Джиневра вытерла слезы и против воли улыбнулась.
– Нет, Тилли, я не хочу решать вопрос таким способом. Мы уедем, но по собственному желанию. – Она обратилась к бледному от ярости Краудеру: – Краудер, думаю, некоторое время, пока я не решу, что делать дальше, мы поживем в Лондоне. Вы могли бы подыскать подходящее жилье? Комнаты в гостинице или дом?
– Ты не будешь жить в гостинице, цыпленочек! – с горячностью возразила Тилли, в ужасе хватаясь за голову. – Тем более с девочками. Они там такое увидят – не приведи Господь! А уж Пиппа там понаберется!
– Мне кажется, в этом нет необходимости, госпожа Тилли, – сказал Краудер. – Сестра повара содержит меблированные комнаты в Мурфилдсе. Это недалеко от города, красивое и тихое место. Он заверил меня, что его сестра – очень уважаемая дама. От нее только что съехали жильцы, и она с трудом сводит концы с концами.
– А нам там хватит места?
– Думаю, да, миледи. Сейчас пойду и все выясню.
– Да, пожалуйста. Мне бы хотелось, чтобы через два часа нас тут не было. Возьмем только самое необходимое. Главным образом одежду и постельное белье.
Когда я решу, как быть дальше, тогда заберем все остальное. – Джиневра с сожалением подумала о своих книгах: сейчас нельзя тратить на них время.
Она передала Краудеру кожаный кошель:
– Снимите жилье на месяц. Пока я не могу планировать нашу жизнь на более длительный срок.
– Слушаюсь, мадам. – Краудер взял кошель и, громко звякнув монетами, положил его в карман. – Вернусь через час. – И он поспешил прочь.
– Ай-ай-ай! – всплеснула руками Тилли. – Ну и дела! Бедняжка моя! – Она снова обняла Джиневру. – Как же мне хочется вырвать его черное сердце! Надо же – поверить, что моя девочка способна на такое!

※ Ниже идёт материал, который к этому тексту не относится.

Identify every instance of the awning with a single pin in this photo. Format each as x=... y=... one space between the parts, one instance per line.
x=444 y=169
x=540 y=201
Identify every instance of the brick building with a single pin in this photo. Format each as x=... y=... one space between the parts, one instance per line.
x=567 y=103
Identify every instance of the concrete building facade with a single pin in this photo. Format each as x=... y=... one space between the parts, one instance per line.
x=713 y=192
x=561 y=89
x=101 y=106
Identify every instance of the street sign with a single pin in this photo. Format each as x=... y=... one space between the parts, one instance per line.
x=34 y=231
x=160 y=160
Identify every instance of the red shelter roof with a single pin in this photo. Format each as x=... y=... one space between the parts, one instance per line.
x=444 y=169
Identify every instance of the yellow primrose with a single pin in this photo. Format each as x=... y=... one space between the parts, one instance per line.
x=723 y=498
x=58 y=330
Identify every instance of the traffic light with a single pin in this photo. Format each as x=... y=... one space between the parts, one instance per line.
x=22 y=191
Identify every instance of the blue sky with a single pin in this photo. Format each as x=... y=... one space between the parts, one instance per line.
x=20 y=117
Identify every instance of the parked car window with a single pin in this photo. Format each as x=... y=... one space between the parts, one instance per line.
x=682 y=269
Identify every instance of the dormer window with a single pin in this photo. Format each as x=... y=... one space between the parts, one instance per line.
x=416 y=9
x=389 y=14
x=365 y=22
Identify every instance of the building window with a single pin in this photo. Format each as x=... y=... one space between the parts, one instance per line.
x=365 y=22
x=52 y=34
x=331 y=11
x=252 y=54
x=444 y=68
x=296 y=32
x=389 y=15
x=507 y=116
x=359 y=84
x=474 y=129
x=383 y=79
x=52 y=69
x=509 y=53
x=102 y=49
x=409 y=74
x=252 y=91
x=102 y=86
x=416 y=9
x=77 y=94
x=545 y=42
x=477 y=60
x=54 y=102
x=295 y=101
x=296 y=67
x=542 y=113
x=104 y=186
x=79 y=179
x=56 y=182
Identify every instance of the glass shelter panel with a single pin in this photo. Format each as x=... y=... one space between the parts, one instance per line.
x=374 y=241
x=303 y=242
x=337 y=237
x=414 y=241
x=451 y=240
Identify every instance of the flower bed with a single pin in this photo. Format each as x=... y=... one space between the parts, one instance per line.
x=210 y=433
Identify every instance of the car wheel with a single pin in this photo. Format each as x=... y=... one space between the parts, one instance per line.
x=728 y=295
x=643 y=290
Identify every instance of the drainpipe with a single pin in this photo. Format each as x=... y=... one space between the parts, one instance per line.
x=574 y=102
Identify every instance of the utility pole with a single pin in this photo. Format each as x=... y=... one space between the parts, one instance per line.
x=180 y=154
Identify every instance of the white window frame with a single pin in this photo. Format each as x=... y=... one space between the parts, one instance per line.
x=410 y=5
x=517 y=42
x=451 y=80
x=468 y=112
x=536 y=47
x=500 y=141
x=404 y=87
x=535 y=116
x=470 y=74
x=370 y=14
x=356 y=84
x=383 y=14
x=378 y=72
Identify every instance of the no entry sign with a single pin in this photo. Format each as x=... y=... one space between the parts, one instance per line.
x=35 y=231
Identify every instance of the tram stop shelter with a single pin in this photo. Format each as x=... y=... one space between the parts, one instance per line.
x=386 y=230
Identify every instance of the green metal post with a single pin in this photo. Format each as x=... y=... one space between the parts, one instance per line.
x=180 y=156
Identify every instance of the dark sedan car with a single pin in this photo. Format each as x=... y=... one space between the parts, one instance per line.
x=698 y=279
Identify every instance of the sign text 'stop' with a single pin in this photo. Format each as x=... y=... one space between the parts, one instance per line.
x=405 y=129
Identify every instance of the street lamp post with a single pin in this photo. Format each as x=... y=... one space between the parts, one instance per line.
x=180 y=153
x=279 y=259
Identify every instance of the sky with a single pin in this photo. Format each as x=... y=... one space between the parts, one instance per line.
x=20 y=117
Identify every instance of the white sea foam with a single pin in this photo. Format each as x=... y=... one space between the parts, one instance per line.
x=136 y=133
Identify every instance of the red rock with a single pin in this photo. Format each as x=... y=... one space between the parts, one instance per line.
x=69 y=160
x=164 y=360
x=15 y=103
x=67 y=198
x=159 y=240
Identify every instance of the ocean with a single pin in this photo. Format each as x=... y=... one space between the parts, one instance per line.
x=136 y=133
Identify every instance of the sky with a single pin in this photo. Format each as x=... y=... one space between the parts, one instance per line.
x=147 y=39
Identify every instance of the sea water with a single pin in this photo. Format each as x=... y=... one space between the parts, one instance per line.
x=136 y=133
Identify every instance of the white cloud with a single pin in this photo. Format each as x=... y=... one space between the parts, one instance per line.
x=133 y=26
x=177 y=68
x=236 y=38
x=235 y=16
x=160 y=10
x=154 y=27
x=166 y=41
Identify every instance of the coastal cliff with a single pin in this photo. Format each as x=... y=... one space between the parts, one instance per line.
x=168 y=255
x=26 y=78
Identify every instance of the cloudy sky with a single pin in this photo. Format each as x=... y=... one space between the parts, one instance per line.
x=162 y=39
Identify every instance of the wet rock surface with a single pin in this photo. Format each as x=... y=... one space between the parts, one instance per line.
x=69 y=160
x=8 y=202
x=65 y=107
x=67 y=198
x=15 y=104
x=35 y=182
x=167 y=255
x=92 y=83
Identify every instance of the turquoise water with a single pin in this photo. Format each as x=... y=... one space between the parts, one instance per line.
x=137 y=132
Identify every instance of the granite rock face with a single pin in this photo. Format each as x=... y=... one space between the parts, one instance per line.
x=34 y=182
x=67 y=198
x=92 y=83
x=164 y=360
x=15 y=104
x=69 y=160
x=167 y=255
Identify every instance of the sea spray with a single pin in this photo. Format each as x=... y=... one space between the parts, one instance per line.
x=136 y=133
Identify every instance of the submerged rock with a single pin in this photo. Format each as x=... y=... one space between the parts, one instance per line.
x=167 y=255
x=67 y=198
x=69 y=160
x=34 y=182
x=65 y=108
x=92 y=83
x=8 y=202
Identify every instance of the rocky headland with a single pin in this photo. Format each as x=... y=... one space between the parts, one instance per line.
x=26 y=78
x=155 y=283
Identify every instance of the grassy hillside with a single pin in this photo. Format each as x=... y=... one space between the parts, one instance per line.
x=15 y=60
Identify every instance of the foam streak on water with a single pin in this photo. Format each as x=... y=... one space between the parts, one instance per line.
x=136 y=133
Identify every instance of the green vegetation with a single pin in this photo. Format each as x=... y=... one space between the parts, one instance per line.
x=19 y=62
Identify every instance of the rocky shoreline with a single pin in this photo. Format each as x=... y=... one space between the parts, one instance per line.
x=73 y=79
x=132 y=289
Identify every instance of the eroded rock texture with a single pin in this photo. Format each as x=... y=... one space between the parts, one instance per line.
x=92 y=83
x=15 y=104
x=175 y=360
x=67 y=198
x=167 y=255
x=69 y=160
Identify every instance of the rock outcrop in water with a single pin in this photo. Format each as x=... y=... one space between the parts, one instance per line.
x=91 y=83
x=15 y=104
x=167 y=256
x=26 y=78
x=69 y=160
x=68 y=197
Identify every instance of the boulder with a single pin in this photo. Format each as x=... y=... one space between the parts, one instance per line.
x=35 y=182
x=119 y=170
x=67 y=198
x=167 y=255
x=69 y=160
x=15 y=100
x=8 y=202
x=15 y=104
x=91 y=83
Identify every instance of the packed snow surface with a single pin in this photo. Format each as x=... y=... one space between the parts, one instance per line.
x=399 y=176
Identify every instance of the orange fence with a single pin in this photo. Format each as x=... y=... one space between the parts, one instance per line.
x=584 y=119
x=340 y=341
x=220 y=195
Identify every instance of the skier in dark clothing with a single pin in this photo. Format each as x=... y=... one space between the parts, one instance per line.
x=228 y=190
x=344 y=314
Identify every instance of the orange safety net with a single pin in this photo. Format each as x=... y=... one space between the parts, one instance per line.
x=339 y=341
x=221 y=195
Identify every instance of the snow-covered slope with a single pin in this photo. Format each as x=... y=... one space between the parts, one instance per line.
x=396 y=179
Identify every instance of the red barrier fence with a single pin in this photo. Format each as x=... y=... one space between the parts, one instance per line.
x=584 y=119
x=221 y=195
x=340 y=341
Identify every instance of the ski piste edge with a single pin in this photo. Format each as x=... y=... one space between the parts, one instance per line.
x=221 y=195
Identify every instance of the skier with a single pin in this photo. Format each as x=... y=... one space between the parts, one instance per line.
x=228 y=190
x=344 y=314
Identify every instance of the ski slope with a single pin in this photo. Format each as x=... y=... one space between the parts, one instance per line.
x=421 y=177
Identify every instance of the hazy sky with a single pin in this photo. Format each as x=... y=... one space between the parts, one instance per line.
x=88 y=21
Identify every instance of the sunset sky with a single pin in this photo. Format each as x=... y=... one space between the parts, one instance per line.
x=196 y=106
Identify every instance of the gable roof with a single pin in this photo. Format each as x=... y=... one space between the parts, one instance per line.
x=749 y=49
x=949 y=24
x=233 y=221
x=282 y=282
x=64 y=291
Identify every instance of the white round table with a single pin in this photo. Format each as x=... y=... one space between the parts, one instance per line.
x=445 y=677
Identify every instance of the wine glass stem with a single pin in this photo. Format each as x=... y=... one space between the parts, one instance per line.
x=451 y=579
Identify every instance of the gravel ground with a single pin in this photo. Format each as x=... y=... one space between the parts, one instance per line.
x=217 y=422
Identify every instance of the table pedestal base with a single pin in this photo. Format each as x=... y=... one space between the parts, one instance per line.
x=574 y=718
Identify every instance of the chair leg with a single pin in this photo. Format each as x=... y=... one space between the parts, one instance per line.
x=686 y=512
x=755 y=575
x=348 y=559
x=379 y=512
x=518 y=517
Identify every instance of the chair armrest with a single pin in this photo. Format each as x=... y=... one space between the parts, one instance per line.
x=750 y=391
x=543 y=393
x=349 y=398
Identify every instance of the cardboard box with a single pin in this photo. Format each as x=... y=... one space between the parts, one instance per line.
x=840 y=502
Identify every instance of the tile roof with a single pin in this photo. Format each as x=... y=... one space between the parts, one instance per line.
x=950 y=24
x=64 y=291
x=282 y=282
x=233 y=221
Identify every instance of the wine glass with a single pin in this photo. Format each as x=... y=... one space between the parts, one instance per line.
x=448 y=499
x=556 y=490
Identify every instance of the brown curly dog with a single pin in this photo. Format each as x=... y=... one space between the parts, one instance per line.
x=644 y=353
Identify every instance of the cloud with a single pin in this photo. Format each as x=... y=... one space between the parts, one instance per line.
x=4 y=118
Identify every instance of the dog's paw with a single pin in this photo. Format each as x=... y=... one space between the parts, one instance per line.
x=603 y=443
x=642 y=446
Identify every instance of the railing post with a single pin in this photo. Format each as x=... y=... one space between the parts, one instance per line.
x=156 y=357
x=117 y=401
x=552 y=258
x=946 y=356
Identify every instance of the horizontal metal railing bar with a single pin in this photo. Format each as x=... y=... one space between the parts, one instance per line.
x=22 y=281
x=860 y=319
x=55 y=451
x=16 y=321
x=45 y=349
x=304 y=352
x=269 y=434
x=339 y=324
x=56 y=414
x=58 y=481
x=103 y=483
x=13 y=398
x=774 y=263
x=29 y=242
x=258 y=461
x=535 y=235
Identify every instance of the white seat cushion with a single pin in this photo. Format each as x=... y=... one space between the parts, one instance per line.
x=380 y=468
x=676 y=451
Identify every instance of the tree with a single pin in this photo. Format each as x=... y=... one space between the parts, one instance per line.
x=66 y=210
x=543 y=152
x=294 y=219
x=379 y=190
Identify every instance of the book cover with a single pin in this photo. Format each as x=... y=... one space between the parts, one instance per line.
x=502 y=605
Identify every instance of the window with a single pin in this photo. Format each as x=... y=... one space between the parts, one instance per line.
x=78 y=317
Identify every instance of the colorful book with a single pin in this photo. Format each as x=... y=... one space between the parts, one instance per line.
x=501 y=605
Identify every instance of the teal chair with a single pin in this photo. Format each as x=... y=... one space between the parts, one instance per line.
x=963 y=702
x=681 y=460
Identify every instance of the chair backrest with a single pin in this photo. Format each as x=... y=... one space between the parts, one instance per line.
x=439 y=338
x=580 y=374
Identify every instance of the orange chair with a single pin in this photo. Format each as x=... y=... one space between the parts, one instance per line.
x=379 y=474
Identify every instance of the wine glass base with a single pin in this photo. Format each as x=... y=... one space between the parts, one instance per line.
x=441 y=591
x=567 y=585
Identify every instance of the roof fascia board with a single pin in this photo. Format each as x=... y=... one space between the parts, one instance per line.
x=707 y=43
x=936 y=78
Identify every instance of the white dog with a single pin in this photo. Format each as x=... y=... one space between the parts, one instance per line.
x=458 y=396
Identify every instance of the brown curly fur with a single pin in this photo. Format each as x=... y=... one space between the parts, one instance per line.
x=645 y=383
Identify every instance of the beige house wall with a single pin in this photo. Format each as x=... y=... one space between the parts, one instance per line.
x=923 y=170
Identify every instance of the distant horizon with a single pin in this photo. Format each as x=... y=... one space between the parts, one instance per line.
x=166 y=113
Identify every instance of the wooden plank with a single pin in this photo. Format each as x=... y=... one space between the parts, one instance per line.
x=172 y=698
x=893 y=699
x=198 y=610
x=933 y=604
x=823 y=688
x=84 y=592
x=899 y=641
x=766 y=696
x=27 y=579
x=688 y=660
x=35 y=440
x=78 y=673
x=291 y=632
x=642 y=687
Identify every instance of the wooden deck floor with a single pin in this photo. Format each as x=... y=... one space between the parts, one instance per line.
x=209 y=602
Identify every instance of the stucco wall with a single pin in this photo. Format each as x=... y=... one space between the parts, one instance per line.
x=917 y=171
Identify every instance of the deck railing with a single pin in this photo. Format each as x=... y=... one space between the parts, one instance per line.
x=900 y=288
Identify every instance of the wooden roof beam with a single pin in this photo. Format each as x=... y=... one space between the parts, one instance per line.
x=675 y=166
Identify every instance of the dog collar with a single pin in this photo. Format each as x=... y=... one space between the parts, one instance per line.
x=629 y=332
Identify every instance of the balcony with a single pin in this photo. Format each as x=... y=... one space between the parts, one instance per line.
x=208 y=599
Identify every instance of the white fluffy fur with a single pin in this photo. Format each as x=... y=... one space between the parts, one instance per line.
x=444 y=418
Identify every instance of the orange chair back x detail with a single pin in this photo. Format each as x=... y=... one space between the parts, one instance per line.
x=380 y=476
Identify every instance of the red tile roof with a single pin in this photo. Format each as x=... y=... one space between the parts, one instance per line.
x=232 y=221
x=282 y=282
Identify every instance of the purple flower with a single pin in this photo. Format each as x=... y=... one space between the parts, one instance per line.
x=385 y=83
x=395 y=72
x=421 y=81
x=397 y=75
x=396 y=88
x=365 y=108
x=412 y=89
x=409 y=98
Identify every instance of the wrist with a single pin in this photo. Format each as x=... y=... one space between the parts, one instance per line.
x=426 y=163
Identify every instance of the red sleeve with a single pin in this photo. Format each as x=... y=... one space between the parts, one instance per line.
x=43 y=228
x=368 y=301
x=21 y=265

Джиневра позволила себе на секунду расслабиться в объятиях Тилли. Одна, без друзей, она бы не справилась со свалившимся на нее несчастьем. Друзья помогут ей забыть Хью, избавиться от тоски по его любви, по его улыбке и нежности, по его страсти.
Как она сможет жить без него?
Но и с ним она жить не сможет. Она, как всегда, будет в ответе за тех, кто от нее зависит. Она не станет прятаться от него. Она не сделает секрета из своего местопребывания, иначе он подумает, что она его боится. Как муж, Хью вправе возмущаться ее независимостью, но ему пришлось бы силой подчинять ее себе, а он никогда на это не пойдет. Джиневра знала это, вернее, считала, что знает. До сегодняшнего дня она была убеждена в этом. А сейчас, после того как он продемонстрировал ей новую сторону своего характера, ее одолевали сомнения. Что ж, война будет – бой покажет.
– Ну, все, Тилли, – проговорила она. – Хватит плакать. У нас много дел, и я не хочу, чтобы девочки о чем-то догадались раньше времени.
– Ты не сможешь долго утаивать правду от Пен, – сказала Тилли, подходя к шкафу и начиная вынимать платья. – Какой позор! А ты еще носишь его ребенка!
– Итак, тебе известно, – заключила Джиневра. Это не удивило ее: Тилли всегда была опытна в подобных делах.
– Конечно, известно, – ухмыльнулась Тилли. – Ты что, дурочкой меня считаешь?
Джиневра промолчала и принялась собирать драгоценности.